Limitations of the study:

Every hospital-based study has some limitations, and the present study undertaken is no exception to this fact. The limitations of the present study are mentioned. Therefore, the results of the present study may be different from the whole of the country or the world at large. The number of patients included in the present study was less in comparison to other studies. Because the trial was short, it was difficult to remark on complications and mortality. The study population was selected from one selected hospital in Dhaka city, so the results of the study may be different from the exact picture of the country. The present study was conducted in a very short period. As the present study included small sample size and early neonatal outcomes were evaluated on the clinical babies, further randomized studies with larger sample size and early neonatal outcomes also on a biochemical basis like umbilical cord blood gas analysis, fetal scalp pH may further confirm the result of the present study and will be more informative.
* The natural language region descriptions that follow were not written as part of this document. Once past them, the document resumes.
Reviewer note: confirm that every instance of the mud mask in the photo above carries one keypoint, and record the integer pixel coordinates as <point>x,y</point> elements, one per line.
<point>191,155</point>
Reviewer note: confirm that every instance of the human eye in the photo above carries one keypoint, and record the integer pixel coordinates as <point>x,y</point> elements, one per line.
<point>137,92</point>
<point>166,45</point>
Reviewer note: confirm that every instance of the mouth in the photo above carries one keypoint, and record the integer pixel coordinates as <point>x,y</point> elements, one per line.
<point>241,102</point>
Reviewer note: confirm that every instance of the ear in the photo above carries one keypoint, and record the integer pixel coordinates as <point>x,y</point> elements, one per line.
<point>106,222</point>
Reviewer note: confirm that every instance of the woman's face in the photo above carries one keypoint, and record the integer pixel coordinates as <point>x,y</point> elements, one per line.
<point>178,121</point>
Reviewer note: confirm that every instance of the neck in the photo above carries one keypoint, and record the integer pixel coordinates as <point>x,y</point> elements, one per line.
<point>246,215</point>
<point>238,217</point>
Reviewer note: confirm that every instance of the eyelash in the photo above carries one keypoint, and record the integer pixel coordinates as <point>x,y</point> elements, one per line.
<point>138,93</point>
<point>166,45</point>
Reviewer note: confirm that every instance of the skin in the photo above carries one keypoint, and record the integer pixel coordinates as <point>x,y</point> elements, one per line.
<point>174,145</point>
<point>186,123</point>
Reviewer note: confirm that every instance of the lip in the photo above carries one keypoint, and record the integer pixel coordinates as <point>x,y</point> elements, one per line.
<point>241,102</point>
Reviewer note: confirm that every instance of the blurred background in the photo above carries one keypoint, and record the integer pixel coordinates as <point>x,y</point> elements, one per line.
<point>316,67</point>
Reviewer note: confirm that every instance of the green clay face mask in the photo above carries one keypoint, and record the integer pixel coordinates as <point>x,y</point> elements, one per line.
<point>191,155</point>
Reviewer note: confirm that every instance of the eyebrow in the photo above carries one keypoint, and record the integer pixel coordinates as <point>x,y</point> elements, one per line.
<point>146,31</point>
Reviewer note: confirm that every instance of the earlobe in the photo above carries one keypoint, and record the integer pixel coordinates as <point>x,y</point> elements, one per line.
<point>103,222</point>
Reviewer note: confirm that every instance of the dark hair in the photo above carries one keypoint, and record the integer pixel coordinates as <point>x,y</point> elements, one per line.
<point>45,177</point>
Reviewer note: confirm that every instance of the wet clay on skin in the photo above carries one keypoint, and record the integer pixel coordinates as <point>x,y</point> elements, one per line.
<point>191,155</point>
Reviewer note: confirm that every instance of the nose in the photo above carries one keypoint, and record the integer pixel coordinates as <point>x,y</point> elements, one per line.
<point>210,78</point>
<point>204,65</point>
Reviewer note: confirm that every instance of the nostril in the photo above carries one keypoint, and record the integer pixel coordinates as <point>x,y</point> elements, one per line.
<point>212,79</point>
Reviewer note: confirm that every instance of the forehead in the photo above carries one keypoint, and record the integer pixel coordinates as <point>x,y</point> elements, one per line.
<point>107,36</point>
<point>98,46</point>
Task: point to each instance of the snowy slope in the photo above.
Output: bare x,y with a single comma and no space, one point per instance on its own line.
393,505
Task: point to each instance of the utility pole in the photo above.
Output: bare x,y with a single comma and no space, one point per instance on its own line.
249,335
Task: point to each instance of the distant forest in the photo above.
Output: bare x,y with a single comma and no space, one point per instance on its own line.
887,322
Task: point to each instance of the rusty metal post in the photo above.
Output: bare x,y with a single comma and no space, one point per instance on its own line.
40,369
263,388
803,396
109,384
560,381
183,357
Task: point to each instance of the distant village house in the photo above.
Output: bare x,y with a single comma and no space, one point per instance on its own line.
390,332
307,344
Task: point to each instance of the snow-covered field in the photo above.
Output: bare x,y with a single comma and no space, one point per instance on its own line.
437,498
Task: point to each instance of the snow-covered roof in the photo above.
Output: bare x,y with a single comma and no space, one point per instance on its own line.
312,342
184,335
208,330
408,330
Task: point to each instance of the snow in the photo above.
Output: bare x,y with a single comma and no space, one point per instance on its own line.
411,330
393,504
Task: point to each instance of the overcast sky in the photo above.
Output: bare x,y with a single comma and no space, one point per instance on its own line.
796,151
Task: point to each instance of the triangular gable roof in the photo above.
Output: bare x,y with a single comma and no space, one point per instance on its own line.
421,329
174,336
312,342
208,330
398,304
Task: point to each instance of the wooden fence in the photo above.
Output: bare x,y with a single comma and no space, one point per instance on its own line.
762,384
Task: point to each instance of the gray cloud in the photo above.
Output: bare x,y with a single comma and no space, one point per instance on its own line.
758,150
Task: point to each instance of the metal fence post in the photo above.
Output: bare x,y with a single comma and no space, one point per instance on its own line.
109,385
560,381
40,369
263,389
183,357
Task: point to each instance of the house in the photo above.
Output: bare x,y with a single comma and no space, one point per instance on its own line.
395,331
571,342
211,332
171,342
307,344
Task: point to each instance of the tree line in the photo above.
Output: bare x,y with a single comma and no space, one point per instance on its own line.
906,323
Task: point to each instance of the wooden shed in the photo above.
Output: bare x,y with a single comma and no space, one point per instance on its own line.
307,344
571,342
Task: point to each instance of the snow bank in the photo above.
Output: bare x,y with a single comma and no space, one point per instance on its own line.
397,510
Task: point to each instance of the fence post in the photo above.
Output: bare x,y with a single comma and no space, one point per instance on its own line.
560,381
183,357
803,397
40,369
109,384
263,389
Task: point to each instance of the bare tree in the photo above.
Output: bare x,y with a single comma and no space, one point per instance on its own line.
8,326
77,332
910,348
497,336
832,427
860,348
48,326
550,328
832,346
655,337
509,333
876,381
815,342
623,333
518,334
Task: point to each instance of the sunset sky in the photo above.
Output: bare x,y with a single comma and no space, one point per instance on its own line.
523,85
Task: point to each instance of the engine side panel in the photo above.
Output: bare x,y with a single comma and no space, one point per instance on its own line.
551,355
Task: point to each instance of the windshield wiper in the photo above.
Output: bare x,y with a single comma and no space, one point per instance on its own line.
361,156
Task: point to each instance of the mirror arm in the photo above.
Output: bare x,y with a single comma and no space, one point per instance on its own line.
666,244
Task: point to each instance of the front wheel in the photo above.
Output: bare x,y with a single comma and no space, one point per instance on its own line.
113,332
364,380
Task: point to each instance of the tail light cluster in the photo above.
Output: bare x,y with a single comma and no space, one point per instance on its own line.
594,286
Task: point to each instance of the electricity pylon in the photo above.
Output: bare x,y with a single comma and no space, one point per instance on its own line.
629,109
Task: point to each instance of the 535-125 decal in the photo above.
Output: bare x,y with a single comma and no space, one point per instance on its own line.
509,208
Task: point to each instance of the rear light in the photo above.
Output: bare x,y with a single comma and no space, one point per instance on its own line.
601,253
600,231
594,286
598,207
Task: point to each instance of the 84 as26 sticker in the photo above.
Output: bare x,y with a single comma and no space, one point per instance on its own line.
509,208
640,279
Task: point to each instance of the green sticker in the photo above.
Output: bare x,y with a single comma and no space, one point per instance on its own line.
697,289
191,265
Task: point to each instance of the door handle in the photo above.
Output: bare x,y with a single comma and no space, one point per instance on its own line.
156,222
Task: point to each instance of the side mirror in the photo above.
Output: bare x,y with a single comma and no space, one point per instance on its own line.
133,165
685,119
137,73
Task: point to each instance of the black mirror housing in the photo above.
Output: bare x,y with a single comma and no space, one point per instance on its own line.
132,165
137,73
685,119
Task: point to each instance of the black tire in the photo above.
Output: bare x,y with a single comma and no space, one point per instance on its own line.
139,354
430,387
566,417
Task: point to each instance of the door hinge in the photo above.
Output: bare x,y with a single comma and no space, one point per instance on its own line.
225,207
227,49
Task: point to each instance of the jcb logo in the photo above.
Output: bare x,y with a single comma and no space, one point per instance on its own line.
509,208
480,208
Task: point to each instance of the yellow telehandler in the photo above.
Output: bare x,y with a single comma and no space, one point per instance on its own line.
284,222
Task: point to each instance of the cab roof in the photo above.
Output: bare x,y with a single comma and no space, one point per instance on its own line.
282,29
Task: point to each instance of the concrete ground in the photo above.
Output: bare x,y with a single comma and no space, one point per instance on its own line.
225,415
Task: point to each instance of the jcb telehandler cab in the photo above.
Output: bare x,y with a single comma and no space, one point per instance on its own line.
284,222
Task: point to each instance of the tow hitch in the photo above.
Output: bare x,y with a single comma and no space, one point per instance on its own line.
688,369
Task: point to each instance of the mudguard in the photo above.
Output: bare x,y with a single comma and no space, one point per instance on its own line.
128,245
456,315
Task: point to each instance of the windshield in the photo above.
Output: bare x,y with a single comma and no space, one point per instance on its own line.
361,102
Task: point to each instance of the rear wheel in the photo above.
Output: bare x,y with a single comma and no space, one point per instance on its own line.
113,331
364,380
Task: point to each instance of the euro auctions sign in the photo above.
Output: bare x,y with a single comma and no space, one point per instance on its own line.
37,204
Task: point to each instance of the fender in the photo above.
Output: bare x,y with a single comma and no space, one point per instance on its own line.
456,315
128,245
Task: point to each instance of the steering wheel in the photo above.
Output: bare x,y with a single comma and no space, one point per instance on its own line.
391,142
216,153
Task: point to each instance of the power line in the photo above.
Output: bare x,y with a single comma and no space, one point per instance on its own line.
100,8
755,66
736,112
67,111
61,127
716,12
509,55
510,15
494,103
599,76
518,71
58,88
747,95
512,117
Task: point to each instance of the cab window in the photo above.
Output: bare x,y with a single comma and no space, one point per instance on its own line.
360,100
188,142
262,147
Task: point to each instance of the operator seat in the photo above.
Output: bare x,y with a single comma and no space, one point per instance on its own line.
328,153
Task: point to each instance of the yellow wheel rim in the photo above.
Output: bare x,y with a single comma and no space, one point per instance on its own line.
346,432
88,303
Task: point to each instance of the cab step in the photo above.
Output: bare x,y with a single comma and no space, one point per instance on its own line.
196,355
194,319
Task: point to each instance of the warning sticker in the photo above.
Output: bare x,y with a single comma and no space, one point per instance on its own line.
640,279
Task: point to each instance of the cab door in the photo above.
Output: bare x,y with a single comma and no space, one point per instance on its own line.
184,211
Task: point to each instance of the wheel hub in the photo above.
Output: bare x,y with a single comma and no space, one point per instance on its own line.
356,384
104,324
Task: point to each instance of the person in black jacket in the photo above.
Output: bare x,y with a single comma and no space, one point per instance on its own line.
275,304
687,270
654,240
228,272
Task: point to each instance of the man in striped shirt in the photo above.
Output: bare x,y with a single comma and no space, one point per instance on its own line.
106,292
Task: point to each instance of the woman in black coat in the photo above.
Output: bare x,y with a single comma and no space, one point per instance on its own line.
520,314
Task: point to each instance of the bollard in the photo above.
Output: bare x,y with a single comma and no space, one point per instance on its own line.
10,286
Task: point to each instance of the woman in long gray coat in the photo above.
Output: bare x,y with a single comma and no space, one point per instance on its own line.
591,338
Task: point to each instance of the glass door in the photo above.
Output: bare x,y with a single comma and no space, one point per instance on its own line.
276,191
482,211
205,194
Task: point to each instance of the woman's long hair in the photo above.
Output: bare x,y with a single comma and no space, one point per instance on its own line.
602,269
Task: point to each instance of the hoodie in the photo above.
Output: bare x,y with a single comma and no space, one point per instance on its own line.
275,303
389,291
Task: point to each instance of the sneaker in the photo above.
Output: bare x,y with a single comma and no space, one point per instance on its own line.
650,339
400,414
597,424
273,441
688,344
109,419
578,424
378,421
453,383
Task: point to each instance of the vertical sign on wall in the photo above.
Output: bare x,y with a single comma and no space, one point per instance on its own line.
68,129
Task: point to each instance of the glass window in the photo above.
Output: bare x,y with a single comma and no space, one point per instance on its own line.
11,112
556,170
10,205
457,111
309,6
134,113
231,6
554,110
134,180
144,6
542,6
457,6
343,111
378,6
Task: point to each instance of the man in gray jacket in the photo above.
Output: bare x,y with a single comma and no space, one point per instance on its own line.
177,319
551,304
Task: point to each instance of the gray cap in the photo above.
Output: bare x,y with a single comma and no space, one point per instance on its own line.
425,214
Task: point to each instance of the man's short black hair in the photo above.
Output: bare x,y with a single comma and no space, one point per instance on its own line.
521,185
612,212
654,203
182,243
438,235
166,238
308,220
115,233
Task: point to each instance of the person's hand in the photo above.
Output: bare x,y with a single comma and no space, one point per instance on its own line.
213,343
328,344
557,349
Conclusion and Recommendations

Although the clinical impact of cardiotocography on neonatal outcomes remains controversial, CTG is the most commonly used test for antepartum and intrapartum fetal surveillance in the major hospitals of developed countries. This study was undertaken to determine the fetal outcomes of abnormal cardiotocography (CTG). CTG provides direct information on the fetal condition in contrast to other techniques. So, CTG can be continued as a good screening test of fetal surveillance but is not the sole criterion to influence the management of high-risk pregnancies. When CTG shows abnormal patterns, the antepartum CTG should be supplemented with amniotic fluid volume studies, oxytocin stress test, and biophysical profile before intervention.

Funding:

No funding sources

Conflict of interest:

None declared

Ethical approval:

The study was approved by the Institutional Ethics Committee.